This week, the Supreme Court held a split vote on immigration, resulting in a maintained block on President Obama’s plan to protect from deportation millions of undocumented immigrants who are parents of citizens or permanent residents (DAPA) and young people who were brought to the United States before their 16th birthday and have been in the country since June 15, 2007 (DACA+).
In the Washington Post, Harvard’s Roberto G. Gonzales argues that the Supreme Court ruling “hurts all of us.” He states that recipients of the DACA program “experienced newfound access to more stable jobs with higher pay, better benefits and less stressful working conditions. These better jobs are good not just for DACA beneficiaries but also for the U.S. economy more generally, as higher wages stimulate economic growth and greater tax revenue. And many DACA beneficiaries are also filling critical labor force needs in growth sectors, such as health care.” Gonzales concludes, “The United States needs immigration reform to bring immigrants and their families out of the shadows, to recognize their deep community connections and economic contributions, and to build a strong American society.
Meanwhile, the Deseret News calls attention to Utah’s secret to ranking as the youngest state in America: immigrants. Read how immigrants help stimulate the economy, diversify communities, and combat the challenges of an aging workforce. Pam Perlich, director of demographic research at the University of Utah’s Kem C. Gardner Policy Institute, says: “Industries with strong ties to Asian immigrants have been expanding in recent years, such as technology, finance, and higher education. In Salt Lake County, for example, the tract with the largest number and proportion of Asians is the one surrounding the University of Utah campus.”

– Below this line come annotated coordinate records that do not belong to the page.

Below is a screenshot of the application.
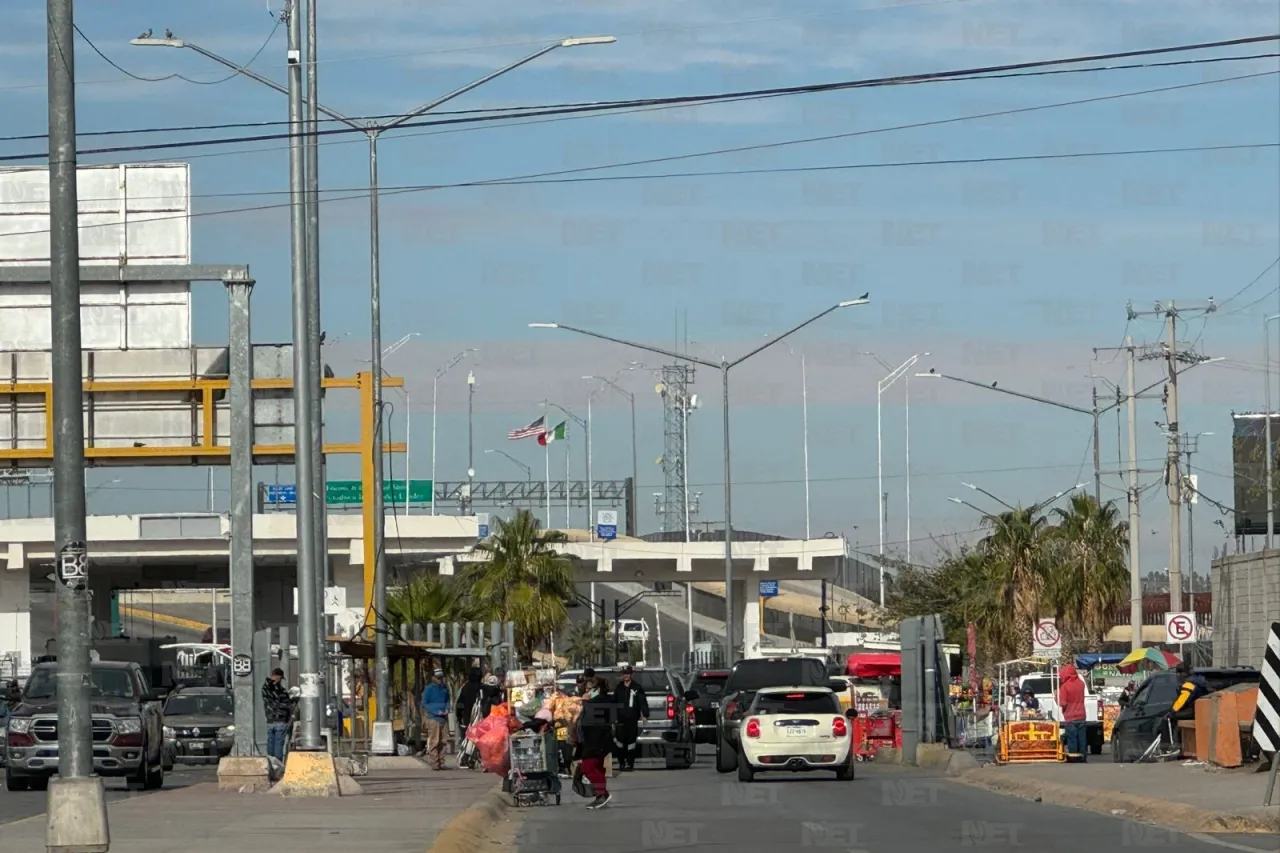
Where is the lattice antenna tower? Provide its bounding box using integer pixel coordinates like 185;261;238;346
658;364;694;532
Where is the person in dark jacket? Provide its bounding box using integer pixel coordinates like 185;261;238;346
262;667;294;761
573;679;614;809
613;666;649;771
453;666;485;740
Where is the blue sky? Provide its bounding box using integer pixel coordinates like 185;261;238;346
0;0;1280;567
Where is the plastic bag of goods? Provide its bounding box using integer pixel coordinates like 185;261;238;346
467;704;512;775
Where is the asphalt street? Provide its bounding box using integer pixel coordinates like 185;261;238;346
516;752;1280;853
0;765;218;819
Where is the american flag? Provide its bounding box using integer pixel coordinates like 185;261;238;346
507;415;547;441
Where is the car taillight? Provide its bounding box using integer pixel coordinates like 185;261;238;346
9;731;36;747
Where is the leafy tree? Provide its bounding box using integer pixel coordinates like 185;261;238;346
461;510;575;661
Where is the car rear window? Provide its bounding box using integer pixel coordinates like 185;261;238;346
1023;679;1053;695
694;672;728;695
726;658;827;690
755;693;840;713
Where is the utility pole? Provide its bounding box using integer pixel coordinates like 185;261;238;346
1129;300;1217;612
1124;337;1142;652
285;0;325;752
46;0;111;853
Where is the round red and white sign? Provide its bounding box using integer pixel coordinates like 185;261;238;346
1165;613;1196;643
1036;619;1062;648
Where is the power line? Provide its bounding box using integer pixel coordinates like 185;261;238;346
0;45;1280;142
0;142;1280;237
5;35;1280;161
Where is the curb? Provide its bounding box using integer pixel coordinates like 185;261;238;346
428;785;511;853
955;770;1280;835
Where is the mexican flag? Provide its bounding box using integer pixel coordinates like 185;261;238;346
538;420;568;447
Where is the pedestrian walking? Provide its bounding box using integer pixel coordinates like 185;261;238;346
262;667;294;763
1057;663;1089;763
613;666;649;772
573;679;614;809
422;670;449;770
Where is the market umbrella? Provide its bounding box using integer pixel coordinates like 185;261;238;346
1117;648;1181;672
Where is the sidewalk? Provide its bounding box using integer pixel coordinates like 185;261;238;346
959;761;1280;833
0;770;498;853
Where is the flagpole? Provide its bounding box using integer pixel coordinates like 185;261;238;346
543;400;552;530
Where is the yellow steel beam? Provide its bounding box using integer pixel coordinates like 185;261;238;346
0;377;404;394
0;442;407;461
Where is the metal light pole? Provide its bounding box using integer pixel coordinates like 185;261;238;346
1262;314;1280;551
861;352;929;596
431;347;476;515
485;450;534;482
529;293;870;656
46;0;110;850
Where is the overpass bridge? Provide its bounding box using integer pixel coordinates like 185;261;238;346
0;512;870;665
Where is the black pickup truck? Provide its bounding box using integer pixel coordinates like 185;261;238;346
716;656;831;774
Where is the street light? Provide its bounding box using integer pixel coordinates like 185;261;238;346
485;450;534;483
860;351;929;591
137;34;617;722
529;293;870;656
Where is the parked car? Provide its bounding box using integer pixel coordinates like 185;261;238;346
1006;670;1106;756
689;670;728;743
737;686;855;783
164;686;236;770
1111;667;1261;763
716;656;829;774
4;661;164;790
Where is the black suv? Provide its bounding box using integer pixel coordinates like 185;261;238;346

Betsy Rose Ujvagi, a Toledo, Ohio native writes about her family’s journey from Budapest and argues that immigrants are the backbone to the community. She points to immigrant contributions to the economy, noting: “They are twice as likely to start a small business, as my grandfather did soon after my family came to this country — a fact that I still marvel at. Not only are immigrants in Toledo highly entrepreneurial, they also hold $242 million in spending power and contribute $31 million in state and local taxes, according to a 2015 Partnership for a New American Economy report.”
In case you missed it:
This week, the Partnership for a New American Economy’s State & Local Initiatives team joined business leaders and education advocates at the Massachusetts State House to call for the creation of a state Seal of Biliteracy. As part of the effort, PNAE released a new research brief showing the growing demand for bilingual talent in some of Massachusetts’s key industries. Analyzing online job posting data acquired by Burning Glass Technologies, the research illuminates the need to attract and promote language diversity in the Massachusetts workforce among both foreign- and U.S.-born workers.